Plus encore que d’autres figures de religieux, bénédictins ou jésuites, celle du mendiant se présente comme un lieu de tension propice à l’enquête. L’idéal de pauvreté, la préférence pour l’oralité, la méfiance à l’égard de toute forme d’appropriation individuelle compliquent d’emblée le rapport au livre ; le souci de renfermer la lecture dans le cadre très contrôlé de la bibliothèque commune s’accorde mal avec la lecture spirituelle, silencieuse et solitaire promue par la Contre-Réforme ; le processus de professionnalisation du métier de prédicateur exige de nouvelles manières de travailler. En somme, c’est l’émergence de la lecture personnelle dans le monde mendiant, à la rencontre des normes et des pratiques, que l’auteur nous convie à suivre. L’espace de son enquête est celui des diocèses de Toul, Metz et Verdun entre la fin du XVIe et la fin du XVIIIe siècle, soit cent sept maisons d’hommes de neuf ordres différents, majoritairement franciscaines.

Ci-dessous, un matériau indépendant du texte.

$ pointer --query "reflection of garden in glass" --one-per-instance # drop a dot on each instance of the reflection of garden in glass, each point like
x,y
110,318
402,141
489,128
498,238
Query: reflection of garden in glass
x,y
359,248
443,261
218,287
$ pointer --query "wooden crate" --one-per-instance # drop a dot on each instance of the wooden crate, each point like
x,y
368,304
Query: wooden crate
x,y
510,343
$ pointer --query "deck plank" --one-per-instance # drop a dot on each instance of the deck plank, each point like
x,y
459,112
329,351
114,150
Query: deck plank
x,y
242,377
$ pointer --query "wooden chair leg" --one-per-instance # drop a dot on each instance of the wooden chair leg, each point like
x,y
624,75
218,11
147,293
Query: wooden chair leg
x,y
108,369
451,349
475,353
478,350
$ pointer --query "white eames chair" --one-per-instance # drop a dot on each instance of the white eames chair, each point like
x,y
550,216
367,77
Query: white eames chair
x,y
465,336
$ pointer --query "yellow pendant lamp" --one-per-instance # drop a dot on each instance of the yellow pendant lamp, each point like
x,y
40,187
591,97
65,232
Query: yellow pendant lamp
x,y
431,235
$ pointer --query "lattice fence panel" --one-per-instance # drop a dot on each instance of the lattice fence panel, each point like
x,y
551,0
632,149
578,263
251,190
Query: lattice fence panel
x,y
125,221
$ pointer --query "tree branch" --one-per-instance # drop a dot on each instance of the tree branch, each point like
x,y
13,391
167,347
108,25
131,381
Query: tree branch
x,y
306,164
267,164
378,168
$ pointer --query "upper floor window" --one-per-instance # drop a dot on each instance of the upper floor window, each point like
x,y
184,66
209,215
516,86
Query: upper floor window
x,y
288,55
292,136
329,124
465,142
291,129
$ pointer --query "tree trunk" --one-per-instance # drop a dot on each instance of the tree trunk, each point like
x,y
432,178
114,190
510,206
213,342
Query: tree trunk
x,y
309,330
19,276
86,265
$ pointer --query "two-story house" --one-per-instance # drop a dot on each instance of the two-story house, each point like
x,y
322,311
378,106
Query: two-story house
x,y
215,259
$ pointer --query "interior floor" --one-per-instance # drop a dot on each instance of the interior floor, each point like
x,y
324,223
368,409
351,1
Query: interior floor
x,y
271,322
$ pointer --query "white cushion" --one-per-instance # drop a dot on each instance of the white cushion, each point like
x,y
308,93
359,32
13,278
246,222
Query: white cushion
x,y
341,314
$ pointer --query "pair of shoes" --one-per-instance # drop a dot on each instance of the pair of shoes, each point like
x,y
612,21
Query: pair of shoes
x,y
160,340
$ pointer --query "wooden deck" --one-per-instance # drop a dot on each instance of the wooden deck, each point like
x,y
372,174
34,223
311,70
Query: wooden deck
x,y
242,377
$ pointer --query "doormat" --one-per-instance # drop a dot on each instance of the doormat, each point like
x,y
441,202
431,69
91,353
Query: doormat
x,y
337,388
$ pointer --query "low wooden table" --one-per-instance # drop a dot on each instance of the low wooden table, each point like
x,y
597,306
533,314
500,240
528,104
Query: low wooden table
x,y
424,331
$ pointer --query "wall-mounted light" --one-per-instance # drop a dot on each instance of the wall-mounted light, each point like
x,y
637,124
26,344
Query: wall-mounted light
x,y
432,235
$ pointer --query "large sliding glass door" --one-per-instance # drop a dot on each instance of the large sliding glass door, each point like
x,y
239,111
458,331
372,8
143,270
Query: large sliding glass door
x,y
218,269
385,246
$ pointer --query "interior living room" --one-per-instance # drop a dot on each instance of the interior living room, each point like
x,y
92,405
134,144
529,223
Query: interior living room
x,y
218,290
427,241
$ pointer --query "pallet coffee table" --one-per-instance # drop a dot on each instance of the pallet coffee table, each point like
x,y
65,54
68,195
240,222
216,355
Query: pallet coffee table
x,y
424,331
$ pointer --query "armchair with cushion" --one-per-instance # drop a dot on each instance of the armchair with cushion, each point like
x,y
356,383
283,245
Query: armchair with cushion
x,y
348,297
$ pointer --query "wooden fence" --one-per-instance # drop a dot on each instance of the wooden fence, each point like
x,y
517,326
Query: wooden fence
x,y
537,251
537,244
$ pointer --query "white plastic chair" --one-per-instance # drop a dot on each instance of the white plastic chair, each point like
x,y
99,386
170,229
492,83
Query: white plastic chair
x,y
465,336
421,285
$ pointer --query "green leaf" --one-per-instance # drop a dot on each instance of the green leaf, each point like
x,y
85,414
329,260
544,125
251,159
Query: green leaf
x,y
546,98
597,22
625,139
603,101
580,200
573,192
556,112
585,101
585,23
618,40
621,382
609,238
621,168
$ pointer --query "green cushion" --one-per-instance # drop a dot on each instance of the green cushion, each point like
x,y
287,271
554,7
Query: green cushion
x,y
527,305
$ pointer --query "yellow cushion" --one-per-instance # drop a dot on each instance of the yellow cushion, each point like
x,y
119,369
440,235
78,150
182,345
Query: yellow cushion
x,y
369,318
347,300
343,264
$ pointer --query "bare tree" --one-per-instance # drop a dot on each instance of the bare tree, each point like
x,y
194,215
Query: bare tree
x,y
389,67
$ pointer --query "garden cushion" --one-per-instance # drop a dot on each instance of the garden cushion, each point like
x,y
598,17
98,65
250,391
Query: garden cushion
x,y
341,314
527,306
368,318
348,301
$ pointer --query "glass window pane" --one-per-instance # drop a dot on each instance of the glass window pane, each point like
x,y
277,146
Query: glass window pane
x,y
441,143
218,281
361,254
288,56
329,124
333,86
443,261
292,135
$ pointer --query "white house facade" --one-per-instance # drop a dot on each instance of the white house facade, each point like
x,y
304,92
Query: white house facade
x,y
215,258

La norme, c’est d’abord celle que dessine (en texte et en images) la littérature hagiographique du XVIIe siècle. Alors que les familles religieuses questionnent leur place dans l’univers clérical, les ordres mendiants donnent au geste de lire des valeurs différentes, pas toujours univoques : c’est le « savoir suffisant » des franciscains, le livre signe d’orgueil mais aussi oracle chez les capucins, les études au service de la pastorale chez les dominicains, la lecture mystique des carmes. L’ensemble signale que les mendiants occupent une place originale au sein du monde monastique, entre le rejet complet des livres, que l’on trouve encore chez les trappistes à la fin du XVIIe siècle, et la familiarité sans réserve des bénédictins avec la culture imprimée.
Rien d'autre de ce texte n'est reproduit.